[CWB] CQPweb error creating frequency tables (Invalid utf8 character string)
Jörg Knappen
j.knappen at mx.uni-saarland.de
Thu Nov 18 17:47:42 CET 2021
This is a known shortcoming of the Database (mysql/MariaDB). It can only
handle characters in the Basic Monolingual Plane (BMP). Since emojis (I
suspect these because of the provenance of your data, there are also
additional Chinese characters, mathematical and alchemy symbols, and
many historic scripts in that area) are outside that plane with
codepoint >= 0x10000 they cause this error.
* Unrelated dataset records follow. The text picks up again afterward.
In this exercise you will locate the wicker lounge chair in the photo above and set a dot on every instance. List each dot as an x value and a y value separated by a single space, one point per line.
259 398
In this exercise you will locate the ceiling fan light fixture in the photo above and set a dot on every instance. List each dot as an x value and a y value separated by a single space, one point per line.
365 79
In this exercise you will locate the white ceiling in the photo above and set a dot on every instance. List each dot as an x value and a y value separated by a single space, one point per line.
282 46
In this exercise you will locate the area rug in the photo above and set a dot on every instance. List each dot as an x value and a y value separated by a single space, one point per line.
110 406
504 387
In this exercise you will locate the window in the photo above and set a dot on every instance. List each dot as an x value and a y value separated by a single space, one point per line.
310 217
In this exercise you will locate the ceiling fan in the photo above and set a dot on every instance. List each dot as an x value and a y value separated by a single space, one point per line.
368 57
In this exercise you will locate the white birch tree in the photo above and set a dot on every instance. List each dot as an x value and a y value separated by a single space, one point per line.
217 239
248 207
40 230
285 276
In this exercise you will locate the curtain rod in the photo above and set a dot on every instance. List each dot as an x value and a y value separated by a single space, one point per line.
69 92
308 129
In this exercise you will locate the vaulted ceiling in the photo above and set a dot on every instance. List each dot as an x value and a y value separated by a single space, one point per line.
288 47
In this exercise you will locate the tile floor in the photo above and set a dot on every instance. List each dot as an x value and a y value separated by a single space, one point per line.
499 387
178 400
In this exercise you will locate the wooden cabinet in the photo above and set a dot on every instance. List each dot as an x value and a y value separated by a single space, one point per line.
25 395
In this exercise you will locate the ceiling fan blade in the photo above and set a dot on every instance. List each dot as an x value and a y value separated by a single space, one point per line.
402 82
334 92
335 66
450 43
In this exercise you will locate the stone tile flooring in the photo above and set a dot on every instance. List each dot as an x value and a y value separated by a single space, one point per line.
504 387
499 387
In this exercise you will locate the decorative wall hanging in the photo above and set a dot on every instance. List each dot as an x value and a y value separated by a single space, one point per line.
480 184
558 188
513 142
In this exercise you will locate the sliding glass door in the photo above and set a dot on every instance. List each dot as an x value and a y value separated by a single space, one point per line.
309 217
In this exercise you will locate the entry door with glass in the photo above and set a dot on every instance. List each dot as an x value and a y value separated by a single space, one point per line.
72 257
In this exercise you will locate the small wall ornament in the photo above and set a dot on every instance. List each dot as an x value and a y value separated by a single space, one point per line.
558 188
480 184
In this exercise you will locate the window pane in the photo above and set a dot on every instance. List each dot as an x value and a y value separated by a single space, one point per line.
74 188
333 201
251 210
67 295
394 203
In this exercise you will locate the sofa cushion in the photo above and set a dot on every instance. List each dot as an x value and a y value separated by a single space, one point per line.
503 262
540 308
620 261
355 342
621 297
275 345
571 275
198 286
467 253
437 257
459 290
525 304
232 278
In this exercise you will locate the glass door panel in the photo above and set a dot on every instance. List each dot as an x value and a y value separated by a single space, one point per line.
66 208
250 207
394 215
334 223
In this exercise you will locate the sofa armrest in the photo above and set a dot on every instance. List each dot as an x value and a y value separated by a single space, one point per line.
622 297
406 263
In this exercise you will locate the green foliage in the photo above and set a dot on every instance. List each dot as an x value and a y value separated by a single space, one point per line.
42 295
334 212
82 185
You can write a script searching for all characters with such codes, and
you can try to replace them with some replacement strings to carry on.
--Jörg Knappen
Am 2021-11-18 16:36, schrieb Thilo Wiertz:
> Dear all,
>
> I fear I might be lost in encoding hell: I am trying to install a
> corpus on CQPweb, but get the following error message when creating
> word and annotation frequency tables (the last step of generating
> frequency lists):
>
>> An SQL query did not run successfully!
>>
>> Original query: LOAD DATA LOCAL INFILE
>> '/var/cqpdata/temp/______tempfreq_topagrar_v4.tbl' INTO TABLE
>> `__tempfreq_topagrar_v4` FIELDS ESCAPED BY '' /* from User: thilo |
>> Function: corpus_make_freqtables() | 2021-Nov-18 16:05 */
>>
>> Error # 1300: Invalid utf8 character string: ''
> The corpus contains texts parsed from a web blog. I write an xml-file
> using python lxml and run the result through treetagger before
> installing it on cqpweb. It sounds like an encoding problem, although I
> am doing my best to remove anything potentially broken in python (e.g.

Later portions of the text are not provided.